Luna’s solution is based on a streamlined luminescent detection method in a self-contained syringe and filter device. Under Phase I SBIR funding, established feasibility of its concept in lab-based testing and methodology. Under Phase II SBIR funding, Luna has developed final kit components and reagents, transitioned to prototype kit manufacturing, and is now validating performance with partners at Environmental System Services (ESS) and the Navy. Following validation, Luna and ESS will utilize Navy SBIR Phase II Option funding to obtain US Environmental Protection Agency (EPA) standard method approval.

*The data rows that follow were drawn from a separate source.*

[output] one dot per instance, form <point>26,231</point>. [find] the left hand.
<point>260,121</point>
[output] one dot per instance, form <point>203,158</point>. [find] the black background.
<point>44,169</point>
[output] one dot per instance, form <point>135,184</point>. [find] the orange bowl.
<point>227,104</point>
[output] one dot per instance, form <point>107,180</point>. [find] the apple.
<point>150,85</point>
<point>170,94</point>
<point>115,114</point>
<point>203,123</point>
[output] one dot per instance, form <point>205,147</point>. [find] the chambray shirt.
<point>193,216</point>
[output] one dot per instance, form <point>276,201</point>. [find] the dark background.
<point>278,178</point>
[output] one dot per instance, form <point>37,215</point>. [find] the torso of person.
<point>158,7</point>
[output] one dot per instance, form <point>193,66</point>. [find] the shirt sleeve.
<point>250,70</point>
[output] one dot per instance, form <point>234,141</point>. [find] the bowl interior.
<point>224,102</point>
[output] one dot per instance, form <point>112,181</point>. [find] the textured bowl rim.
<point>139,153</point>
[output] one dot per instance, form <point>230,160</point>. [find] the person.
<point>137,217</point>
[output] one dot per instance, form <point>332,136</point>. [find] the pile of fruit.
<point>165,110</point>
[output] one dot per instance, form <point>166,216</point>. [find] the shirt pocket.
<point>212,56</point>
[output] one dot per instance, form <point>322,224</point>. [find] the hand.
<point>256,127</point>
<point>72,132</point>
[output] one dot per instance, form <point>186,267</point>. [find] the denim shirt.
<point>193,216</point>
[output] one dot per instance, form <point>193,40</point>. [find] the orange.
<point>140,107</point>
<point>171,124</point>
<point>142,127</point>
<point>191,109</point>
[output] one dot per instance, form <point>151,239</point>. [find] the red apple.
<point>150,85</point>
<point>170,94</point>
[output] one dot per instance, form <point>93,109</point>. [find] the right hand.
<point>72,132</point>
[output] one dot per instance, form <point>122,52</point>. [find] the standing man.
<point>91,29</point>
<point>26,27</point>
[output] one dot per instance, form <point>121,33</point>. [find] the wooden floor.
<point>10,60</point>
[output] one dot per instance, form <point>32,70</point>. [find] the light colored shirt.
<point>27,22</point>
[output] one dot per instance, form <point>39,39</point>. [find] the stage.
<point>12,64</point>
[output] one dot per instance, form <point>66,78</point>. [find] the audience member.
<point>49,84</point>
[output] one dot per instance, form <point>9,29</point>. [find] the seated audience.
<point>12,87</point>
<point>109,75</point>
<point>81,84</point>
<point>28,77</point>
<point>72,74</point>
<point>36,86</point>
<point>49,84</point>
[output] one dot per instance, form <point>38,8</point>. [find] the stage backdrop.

Luna’s fecal coliform detection platform relies upon a unique filter-based reaction chamber that allows all steps of the assay to be performed in a contained and simple fashion. The feasibility of this filter-based approach has been established using both simulated and actual wastewater, and the “all-in-one” format has been developed to allow future automation. Luna’s platform is scalable across samples volumes from 10 mL to 10 L, is specific to E. coli in the presence of non-fecal coliforms, and has been demonstrated to be effective in detection of chlorine and nutrient stress organisms. Further, through feedback from our commercial and military end-users, the assay components have been simplified, color-coded reagents and instructions have been provided, and all reagents have been developed into shelf-stable formats.
Luna has currently demonstrated that a 5 hour total assay time is sufficient for detection of approximately 3 individual E. coli bacteria in a 100 mL sample. This is approximately 13 to 19 hours faster than the most advanced existing assays, and requires less than 15 minutes hands-on time, which is comparable to the existing standards. The E.coREADi™ assay is currently in transition from a laboratory assay to an easy-to-use, low-cost, and quantitative disposable assay kit.
This type of rapid transition from bench to field is performed daily in Luna Labs. Our Intelligent Systems, Advanced Materials, and Health Sciences groups routinely take innovative and commercializable ideas, establish feasibility of concept, and then transition them to the marketplace.